Covax, a collaboration between WHO, Gavi, and the Coalition for Epidemic Preparedness Innovation, is a promising remedy to this disparity, a partnership to buy and equitably distribute vaccines around the world. Funding and procuring shortage, blurry details, possible export restrictions, and several other challenges fret Covax, however.
The main bottleneck in procuring a vaccine is the cost. Back of the envelope calculations suggest the cost of immunising India will be Rs 70,000 crore, a bit more than the central government’s annual health expenditure. This is without accounting for manpower, syringes, logistics, cold storage, and other peripherals.

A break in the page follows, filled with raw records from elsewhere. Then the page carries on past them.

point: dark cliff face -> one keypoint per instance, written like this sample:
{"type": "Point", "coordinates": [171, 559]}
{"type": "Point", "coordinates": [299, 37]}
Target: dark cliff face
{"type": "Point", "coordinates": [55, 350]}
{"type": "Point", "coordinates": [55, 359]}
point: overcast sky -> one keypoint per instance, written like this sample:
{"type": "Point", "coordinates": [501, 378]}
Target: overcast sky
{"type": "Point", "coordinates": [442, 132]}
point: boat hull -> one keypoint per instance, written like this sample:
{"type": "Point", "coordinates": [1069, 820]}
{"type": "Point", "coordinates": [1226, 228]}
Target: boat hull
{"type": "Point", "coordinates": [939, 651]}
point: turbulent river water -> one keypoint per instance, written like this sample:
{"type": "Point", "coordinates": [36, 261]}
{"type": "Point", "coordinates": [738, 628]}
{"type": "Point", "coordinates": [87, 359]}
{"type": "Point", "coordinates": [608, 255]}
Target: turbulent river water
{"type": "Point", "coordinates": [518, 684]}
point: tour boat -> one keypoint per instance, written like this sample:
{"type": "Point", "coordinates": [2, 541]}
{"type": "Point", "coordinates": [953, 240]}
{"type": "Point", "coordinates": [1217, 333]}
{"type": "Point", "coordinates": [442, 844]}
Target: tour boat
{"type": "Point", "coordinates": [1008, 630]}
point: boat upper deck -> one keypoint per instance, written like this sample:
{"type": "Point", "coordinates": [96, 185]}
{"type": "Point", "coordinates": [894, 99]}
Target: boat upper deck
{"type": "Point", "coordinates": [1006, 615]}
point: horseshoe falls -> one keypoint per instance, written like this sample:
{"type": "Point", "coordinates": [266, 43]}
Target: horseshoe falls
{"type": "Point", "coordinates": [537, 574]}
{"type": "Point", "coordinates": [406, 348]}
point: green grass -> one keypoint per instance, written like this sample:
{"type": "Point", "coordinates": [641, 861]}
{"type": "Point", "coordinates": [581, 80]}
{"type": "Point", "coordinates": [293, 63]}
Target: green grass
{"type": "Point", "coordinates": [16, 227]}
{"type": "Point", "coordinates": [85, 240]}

Covax may bring down the cost but there is still a lot of uncertainty.
Next come transportation and logistics. Oxford’s Covidshield and Novavax’s vaccine require specialised cold chain storage. In fact, without significant investment, which has been absent until now, any potential vaccine can’t ride on the existing cold chain logistics reserved for maternal and infant immunisation.
India plans to immunise 200-250 million people by July 2021. Most candidates require two doses, each a month apart. This means administering 400-450 million doses by mid-2021. The frontrunners all require intramuscular delivery and, therefore, skilled practitioners to administer. Even if all this is provided for, the country would cover barely a fifth of the population, far from the 60 percent coverage needed for herd immunity.
All these dominos, from phase three trials to the eventual jab in the arm, are stacked uncomfortably close to each other. So, every delay may extend the timeline.
Vaccines are incredible public health tools. For a dollar or less, they protect us against the most ferocious diseases. But they are not silver bullets. Until they slowly push us out of this pandemic we will have to stick to the fundamentals – test widely, wear masks, practice physical distancing, and have compassion.